Nation

Je craignais que cette place, rénovée, ne rencontre pas le même succès que République ou Bastille. Le format en rond point, maintenu, laisse l’accès central compliqué.

Alors à l’issue du premier apéro en terrasse post confinement, je ne suis pas rentré, j’ai marché, un peu, jusqu’à la place.

J’ai toujours un peu aimé cette place, avec son accueil grandiose des deux colonnes de Claude-Nicolas Ledoux (attention, vortex Wikipedia). C’est un peu fantastique et mégalo, et tellement Paris.

Une fois sur place, force est de constater que la place est vivante, en un agréable camaïeu social.

Foutah et plaids étalées, des couples et groupes de tout âges profitent des derniers rayons de soleil. Deux jeunes filles à vélo tournent autour de la place en se coursant. Devant moi, deux familles mélangées et un vélo cargo délicieusement bobo se prélassent, un tout petit sur les genoux, un verre de rosé à la main. Derrière, un groupe de 5 femmes, que j’imagine amies, refont le monde ou, plus simplement, critiquent leur travail ennuyeux ou le mec de l’une d’elle qui devient pénible. Surement, elle ne sait comment le lui dire. Oui bien c’est déjà trop tard, et elle n’ose lui dire que c’est terminé. Pourtant il va falloir, lui dit son amie. Déjà qu’elle l’a supporté pendant tout le confinement, rétorque une autre. À ma gauche, le son de musique africaine, émise par un téléphone nasillard, masque un peu une conversation en français argotique du 21eme siècle où, visiblement, il est question d’un chef qui n’a pas tenu une promesse financière imprudemment donnée avant le confinement. Une centaine d’euro seraient en jeu. Ce n’est pas rien surtout que rien, c’est déjà quelque chose. Une notification jaune interrompt mon examen et brise mon imagination : Le jeune type blond croisé à l’entrée de la place et qui sortait du métro, lui aussi il m’a vu.

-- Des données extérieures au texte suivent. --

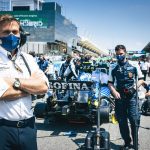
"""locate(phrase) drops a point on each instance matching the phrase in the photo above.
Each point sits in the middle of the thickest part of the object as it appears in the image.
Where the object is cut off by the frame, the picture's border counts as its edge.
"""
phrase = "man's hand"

Assis sur le socle du triomphe de la république (encore un vortex Wikipedia!), deux garçons, chacun séparés par une bouteille d’eau. De la Cristaline, même de loin on reconnait le bouchon primé au Salon International de l’emballage et de l’intralogistique dans la catégorie « Bénéfice sociétal de l’emballage » (hé oui…). J’aurai pu imaginer facilement deux canettes de bières, mais non, c’est de l’eau, simplement. Ils discutent, sans grand enthousiasme, et je n’arrive pas à imaginer de quoi ils parlent. Est ce heureux, est ce malheureux ? Même ça, je ne parviens pas à le supputer. C’est plus simple avec les deux assis sur la pelouse, un peu à gauche, proche d’un arbre encore tout neuf. À l’évidence, la conversation n’est pas facile, il y a une colère. Affaire de cœur ? D’amitié ? J’imagine la critique d’un troisième, qui a déçu et dont le statut d’ami s’effrite. L’un d’eux, nerveusement, allume une cigarette. Une nouvelle notification : le blondinet fait assaut.

Plus loin, un enfant se met à brailler, alors que les deux gamines bouclent leur troisième tour. Celle en tête s’essouffle mais ne compte pas renoncer. Elle jette des coups d’œil anxieux derrière elle. L’autre redouble d’efforts. Devant moi, un jeune homme en bermuda bleu passe, oreillettes vissées aux oreille, le regard absent de celui qui a l’esprit ailleurs. Il va dans la direction de mon retour. Je décide de le suivre, et j’abandonne ainsi le jeune papa assez joli, juste devant, dont le tatouage au mollet me fascine. Le blondinet, lui, affirme être fasciné par mes yeux.

Le soleil est couché, il est 21h39, les brumes du rosé dégusté juste avant s’estompent, il est temps de rentrer.

Une femme masquée décide d’en faire autant, empoigne une petite fille en tutu et la pose dans une poussette. Elle se met à chouiner. Elle n’avait, à l’évidence, par envie de sashay away.

One Reply to “Nation”

  1. C’est un peu triste l’histoire des bâtiments de ce Claude-Nicolas, presque toutes ses réalisations ont été détruites dis-donc !! Le groupe sculpté du centre de la Nation est un des plus beaux de Paris, j’en suis vraiment fan. 🙂 Il faudrait que je retourne faire des photos au coucher du soleil.